We will be arriving October 23rd at Lake Chapala. Have not yet made room reservations, but intend to do so. I was wondering if it would be a problem to not have the reservations made for the entire trip ahead of time. We will be there until November 5 and, as I understand it, that is over a holiday period.

On of us is thinking we could just reserve for a week or so, then decide where to go from there as we may opt to spend some time in Guadalajara. As we will flying out from Guadalajara, it may be easier to spend the last couple of days there and be closer to the airport.

Maybe Ajijic is so close that we could explore from there?

Would appreciate some input.


----------



## TundraGreen (Jul 15, 2010)

TigerFox said:


> We will be arriving October 23rd at Lake Chapala.
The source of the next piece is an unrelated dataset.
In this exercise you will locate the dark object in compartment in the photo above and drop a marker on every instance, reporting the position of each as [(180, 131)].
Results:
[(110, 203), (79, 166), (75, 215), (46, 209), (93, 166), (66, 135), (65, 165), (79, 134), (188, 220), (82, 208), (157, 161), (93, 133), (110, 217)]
Have not yet made room reservations, but intend to do so. I was wondering if it would be a problem to not have the reservations made for the entire trip ahead of time. We will be there until November 5 and, as I understand it, that is over a holiday period.
> 
> On of us is thinking we could just reserve for a week or so, then decide where to go from there as we may opt to spend some time in Guadalajara. As we will flying out from Guadalajara, it may be easier to spend the last couple of days there and be closer to the airport.
> 
> ...


About reservations: I would be comfortable going without reservations. You can always find someplace to stay, except maybe in a beach resort over a big US/Canadian holiday.

About exploring Guadalajara from Ajijic: It is about an hour each way from Ajijic to Guadalajara. So it depends on how much time you want to spend exploring Gdl. If 5 or 10 hours is enough, you could commute for a day or two from Ajijic. If you want more time, it would be worth getting a hotel room in Gdl. Also some of the interesting sites near Guadalara are on the opposite side from Ajijic. 

My standard tourist itinerary for visitors includes: Day 1-the Catedral de Guadalajara, Mercado San Juan de Dios, Artesanias Jaliscense, Day 2-Basilica de Zapopan, maybe Tlaquepaque or Tonala, Day 3-Guachimontones, Day 4-Tequila. On the other side of Ajijic and worth a day or so each are Mazamitla and Tepalpa.


----------